There has never been a formal curriculum for teaching the facts or the values of the independent sector. We have relied in the past on churches, families, friends and neighborhoods to teach children the value and significance of service and giving. The very skills and community cohesion necessary to offset forces of social disintegration, especially in an increasingly diverse culture, are skills and experiences found in the third sector. Yet an understanding of this sector remains a mystery to many American children. The Learning to Give program offers K-12 teachers the plans and materials to easily include this into their already-existing curriculum.

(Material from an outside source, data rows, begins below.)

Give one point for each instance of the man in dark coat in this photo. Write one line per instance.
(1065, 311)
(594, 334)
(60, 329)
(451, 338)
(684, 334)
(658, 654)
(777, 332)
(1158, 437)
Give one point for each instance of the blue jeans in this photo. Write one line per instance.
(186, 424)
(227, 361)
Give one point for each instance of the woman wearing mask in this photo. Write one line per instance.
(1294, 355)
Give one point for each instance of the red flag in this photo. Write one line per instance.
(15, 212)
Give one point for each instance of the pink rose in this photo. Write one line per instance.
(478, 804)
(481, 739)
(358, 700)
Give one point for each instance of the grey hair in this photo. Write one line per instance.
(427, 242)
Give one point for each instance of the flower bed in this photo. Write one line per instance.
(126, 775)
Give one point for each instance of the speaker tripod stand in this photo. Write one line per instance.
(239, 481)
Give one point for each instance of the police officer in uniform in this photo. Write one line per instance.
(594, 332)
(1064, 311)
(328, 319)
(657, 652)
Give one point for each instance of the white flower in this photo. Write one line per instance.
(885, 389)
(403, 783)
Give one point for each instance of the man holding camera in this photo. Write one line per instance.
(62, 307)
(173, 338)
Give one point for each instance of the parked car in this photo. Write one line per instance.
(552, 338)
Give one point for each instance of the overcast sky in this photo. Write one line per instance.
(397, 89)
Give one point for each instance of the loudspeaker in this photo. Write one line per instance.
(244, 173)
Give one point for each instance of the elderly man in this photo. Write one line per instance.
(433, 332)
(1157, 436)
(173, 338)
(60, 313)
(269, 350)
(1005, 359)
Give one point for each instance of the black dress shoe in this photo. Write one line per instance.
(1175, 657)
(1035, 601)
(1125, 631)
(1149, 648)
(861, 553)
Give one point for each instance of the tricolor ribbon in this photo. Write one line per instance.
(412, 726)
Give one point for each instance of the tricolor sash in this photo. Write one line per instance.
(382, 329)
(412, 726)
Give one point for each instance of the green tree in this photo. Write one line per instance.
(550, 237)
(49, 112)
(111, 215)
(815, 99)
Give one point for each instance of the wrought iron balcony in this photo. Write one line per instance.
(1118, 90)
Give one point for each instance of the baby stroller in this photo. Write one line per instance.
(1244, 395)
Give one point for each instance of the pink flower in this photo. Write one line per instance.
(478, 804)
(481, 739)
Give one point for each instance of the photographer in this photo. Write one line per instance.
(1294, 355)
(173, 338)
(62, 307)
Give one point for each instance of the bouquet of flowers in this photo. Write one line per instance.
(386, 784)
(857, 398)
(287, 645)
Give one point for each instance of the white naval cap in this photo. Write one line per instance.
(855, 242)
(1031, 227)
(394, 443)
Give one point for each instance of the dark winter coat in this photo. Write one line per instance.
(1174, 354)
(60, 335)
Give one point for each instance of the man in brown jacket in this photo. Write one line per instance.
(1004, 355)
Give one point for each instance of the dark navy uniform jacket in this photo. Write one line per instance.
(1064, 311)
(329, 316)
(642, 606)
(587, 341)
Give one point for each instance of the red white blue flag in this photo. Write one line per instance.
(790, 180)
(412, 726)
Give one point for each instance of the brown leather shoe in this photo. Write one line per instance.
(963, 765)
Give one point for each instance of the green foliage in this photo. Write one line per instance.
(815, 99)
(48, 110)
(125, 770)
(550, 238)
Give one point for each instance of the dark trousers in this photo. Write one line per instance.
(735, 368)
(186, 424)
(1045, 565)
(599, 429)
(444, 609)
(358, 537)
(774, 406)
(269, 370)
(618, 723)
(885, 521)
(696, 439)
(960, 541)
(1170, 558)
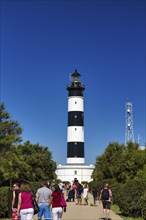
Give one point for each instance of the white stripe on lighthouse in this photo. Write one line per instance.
(75, 104)
(75, 134)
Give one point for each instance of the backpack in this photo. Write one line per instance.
(105, 194)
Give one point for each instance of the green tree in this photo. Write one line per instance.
(120, 162)
(30, 162)
(10, 131)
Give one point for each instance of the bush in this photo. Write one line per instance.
(5, 201)
(130, 198)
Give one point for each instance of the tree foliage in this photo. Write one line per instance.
(121, 162)
(10, 131)
(31, 162)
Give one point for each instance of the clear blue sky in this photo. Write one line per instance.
(43, 42)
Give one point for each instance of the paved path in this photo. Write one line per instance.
(83, 212)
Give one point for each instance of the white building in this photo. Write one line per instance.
(75, 167)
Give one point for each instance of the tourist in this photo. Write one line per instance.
(15, 196)
(106, 198)
(43, 196)
(25, 206)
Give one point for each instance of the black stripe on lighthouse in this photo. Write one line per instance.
(75, 118)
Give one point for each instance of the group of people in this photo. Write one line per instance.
(49, 202)
(78, 191)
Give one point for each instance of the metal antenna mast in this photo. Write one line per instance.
(129, 134)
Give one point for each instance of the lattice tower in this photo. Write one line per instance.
(129, 134)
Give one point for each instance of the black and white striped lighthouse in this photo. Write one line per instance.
(75, 130)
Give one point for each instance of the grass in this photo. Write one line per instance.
(116, 209)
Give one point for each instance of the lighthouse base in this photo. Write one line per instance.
(69, 172)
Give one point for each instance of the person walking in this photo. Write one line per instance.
(79, 191)
(15, 195)
(85, 194)
(56, 202)
(106, 198)
(95, 196)
(43, 196)
(25, 206)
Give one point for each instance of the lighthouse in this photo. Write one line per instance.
(75, 130)
(75, 166)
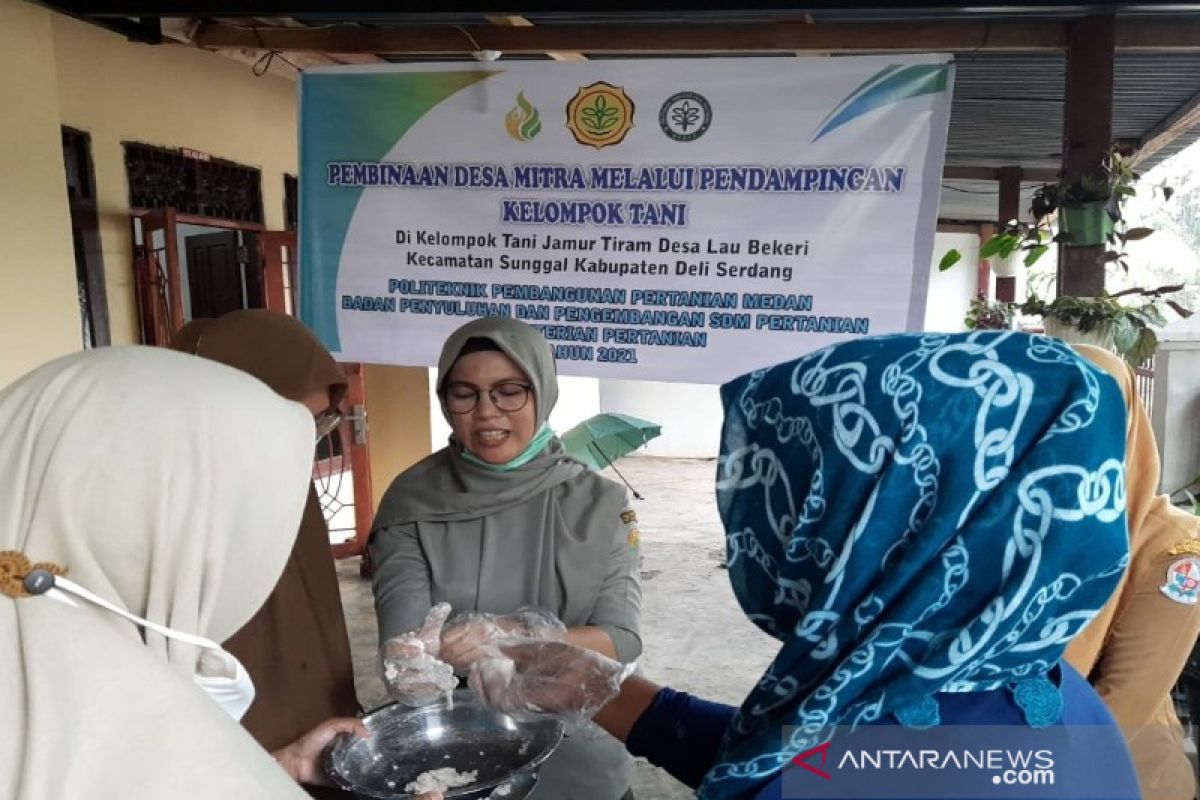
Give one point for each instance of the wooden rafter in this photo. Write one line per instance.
(521, 22)
(1175, 125)
(1033, 175)
(635, 38)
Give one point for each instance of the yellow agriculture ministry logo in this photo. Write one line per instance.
(600, 115)
(523, 122)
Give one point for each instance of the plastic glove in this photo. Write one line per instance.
(469, 636)
(547, 678)
(409, 665)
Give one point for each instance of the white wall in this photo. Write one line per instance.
(951, 292)
(690, 414)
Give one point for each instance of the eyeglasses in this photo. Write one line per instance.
(327, 422)
(508, 397)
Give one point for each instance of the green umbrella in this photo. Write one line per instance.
(600, 440)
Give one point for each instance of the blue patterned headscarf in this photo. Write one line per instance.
(912, 515)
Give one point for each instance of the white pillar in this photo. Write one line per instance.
(1176, 405)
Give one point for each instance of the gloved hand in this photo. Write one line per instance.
(547, 678)
(469, 636)
(409, 665)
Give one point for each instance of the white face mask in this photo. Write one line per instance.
(231, 687)
(233, 695)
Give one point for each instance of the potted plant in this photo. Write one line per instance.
(1105, 322)
(1089, 211)
(987, 316)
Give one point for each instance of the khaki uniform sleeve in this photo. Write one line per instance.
(1155, 630)
(618, 609)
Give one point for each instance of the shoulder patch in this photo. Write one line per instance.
(1183, 581)
(1188, 546)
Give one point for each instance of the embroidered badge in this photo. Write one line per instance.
(1188, 546)
(1183, 581)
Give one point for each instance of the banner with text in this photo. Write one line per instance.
(661, 220)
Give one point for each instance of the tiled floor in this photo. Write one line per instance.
(695, 636)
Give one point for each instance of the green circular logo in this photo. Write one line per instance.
(685, 116)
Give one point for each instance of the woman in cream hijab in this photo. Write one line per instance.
(171, 488)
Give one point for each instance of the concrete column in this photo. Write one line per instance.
(1176, 407)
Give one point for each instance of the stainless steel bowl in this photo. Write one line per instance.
(406, 743)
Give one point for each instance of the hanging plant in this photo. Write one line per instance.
(1089, 211)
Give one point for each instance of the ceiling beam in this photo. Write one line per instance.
(635, 38)
(1029, 175)
(946, 36)
(1168, 130)
(521, 22)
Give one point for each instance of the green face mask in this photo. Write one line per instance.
(539, 441)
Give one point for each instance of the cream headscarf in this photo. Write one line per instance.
(172, 487)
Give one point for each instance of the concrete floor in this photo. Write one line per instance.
(695, 636)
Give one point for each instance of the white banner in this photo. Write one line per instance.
(660, 220)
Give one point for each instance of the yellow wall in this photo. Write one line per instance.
(169, 96)
(39, 310)
(399, 421)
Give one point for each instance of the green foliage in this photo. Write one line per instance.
(987, 316)
(948, 260)
(1131, 326)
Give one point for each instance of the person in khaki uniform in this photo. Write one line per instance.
(1135, 648)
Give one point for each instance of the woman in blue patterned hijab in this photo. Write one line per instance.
(923, 522)
(909, 515)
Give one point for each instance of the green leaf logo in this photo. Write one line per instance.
(523, 121)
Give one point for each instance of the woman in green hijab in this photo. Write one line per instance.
(503, 521)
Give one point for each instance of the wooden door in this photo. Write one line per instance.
(156, 276)
(215, 274)
(342, 468)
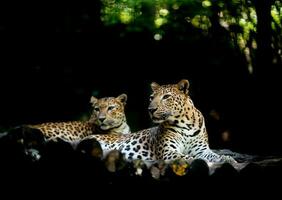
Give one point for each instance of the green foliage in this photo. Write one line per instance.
(175, 18)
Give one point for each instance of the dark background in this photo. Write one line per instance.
(53, 59)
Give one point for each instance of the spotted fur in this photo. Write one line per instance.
(108, 117)
(180, 134)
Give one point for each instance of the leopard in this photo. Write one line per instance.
(180, 131)
(108, 117)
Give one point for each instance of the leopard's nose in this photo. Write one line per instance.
(152, 110)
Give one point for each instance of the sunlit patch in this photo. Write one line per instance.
(202, 22)
(158, 36)
(206, 3)
(125, 16)
(163, 12)
(160, 21)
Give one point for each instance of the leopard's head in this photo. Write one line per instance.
(108, 112)
(169, 102)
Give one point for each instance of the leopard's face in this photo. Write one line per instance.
(167, 102)
(108, 112)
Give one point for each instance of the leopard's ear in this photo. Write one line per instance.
(183, 86)
(122, 98)
(154, 86)
(93, 100)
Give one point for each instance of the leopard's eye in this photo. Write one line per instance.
(166, 96)
(111, 108)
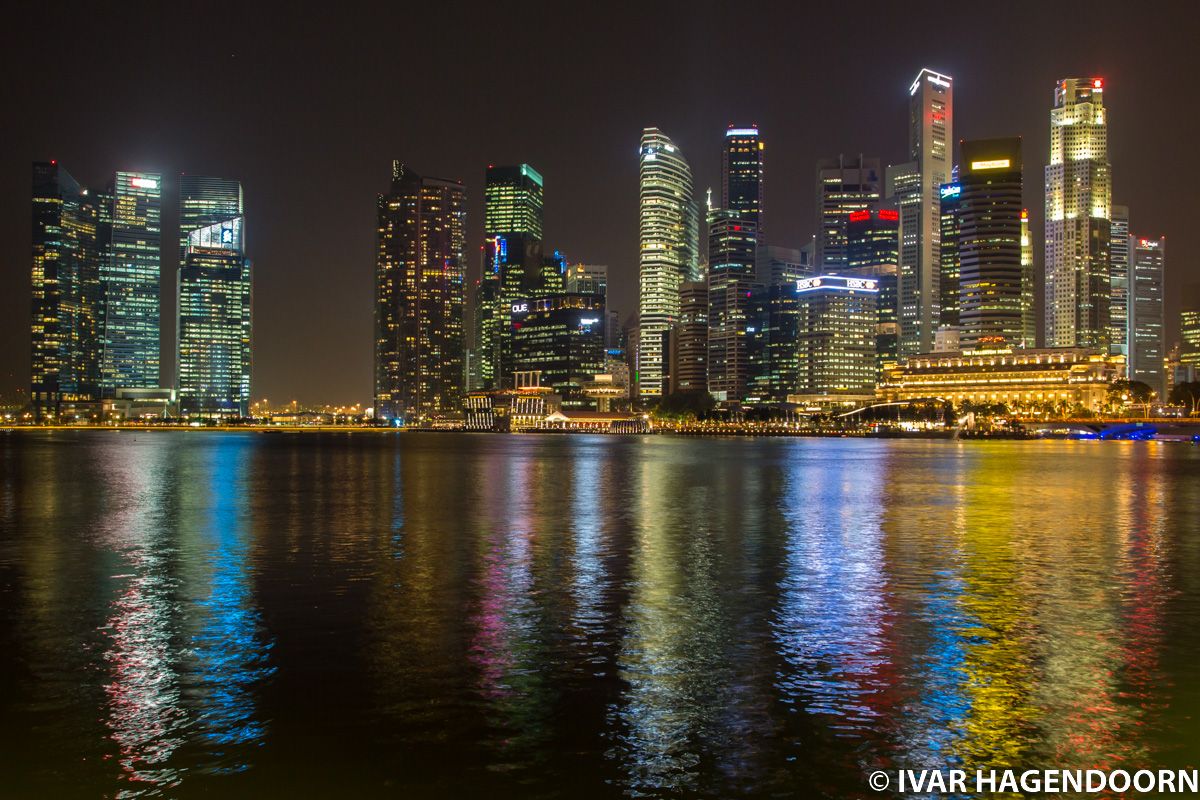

The Center on Philanthropy at Indiana University (COP) is collaborating with the Council of Michigan Foundations to offer the Learning to Give program in Indiana. Beginning in 1977, staff from the Council of Michigan Foundations along with teachers wrote and tested K-12 curriculum lessons, units, and materials on philanthropy. These lesson plans and materials are shared on the website. Visit the COP website, and view Partnership Programs. The COP is pleased bring this program to Indiana, making it one of the first states outside Michigan to participate in making Learning to Give available nationally.

The long-term goal of the project is to develop and share curriculum lessons, units, and materials for perpetuating a civil society through the education of children about the independent sector, and to achieve their commitment to private citizen action for the common good. The curriculum contains both academic content about philanthropy and skill development activities which involve students in giving and serving their communities.

The basic approach of the project is a grassroots teacher-led effort to infuse into the curriculum academic content about philanthropy utilizing a service learning process. Over 200 teachers in school systems serving a variety of communities in rural, suburban, and urban settings are developing lessons, units, and materials, piloting, field-testing, and building authentic evaluation processes. The teachers are in kindergarten through senior high school classrooms, in public and private schools from throughout the state of Michigan and, most recently, Kansas City and Cleveland. June, 2003 teachers in Indiana were trained, and the Indiana program is being implemented in the school year 2003-2004.

The project has several strategies in each phase: development, assessment, piloting and field testing, content development, teaching process, evaluation, and dissemination. The major components are:

  • A teacher based and grassroots effort which increases authenticity
  • Quality curriculum infused into the core academic content courses
  • Teaching both about philanthropy (academic content) and philanthropy (personal commitment) as character development
  • Utilization of computer technology for communication on many levels
  • Access to all material by all educators without copyright concerns
  • Local advisors with ties to state and national networks
  • Colleges of education involvement
  • Multiple dimensions, networks, and strategies for dissemination
  • Multiple evaluation strategies and assessment
  • Bias toward collaboration

Teachers who have participated in the program say:

"For a child to feel a sense of worth, he or she must feel that he belongs and that his existence is meaningful. And just as family provides the framework from which that sense of worth develops, the child's formal education should include an understanding of the rights and responsibilities of individuals to the greater whole of society."
~ Fourth Grade Teacher

"What greater purpose does a middle school have than to help a child in transition find himself…have that powerful realization: someone needs me to help. We have a responsibility to provide opportunities that allow students to feel needed in the larger community so they don't develop a sense of self in a vacuum."
~ Middle School Teacher

"We're living in a society where money has more power than God; where human life is worth less than someone's jacket. We must teach our children about tolerance, unselfishness, and about giving. We need to teach them that sometimes we need to compromise or give up something that would be good for us as an individual so that what we're choosing instead is good for all."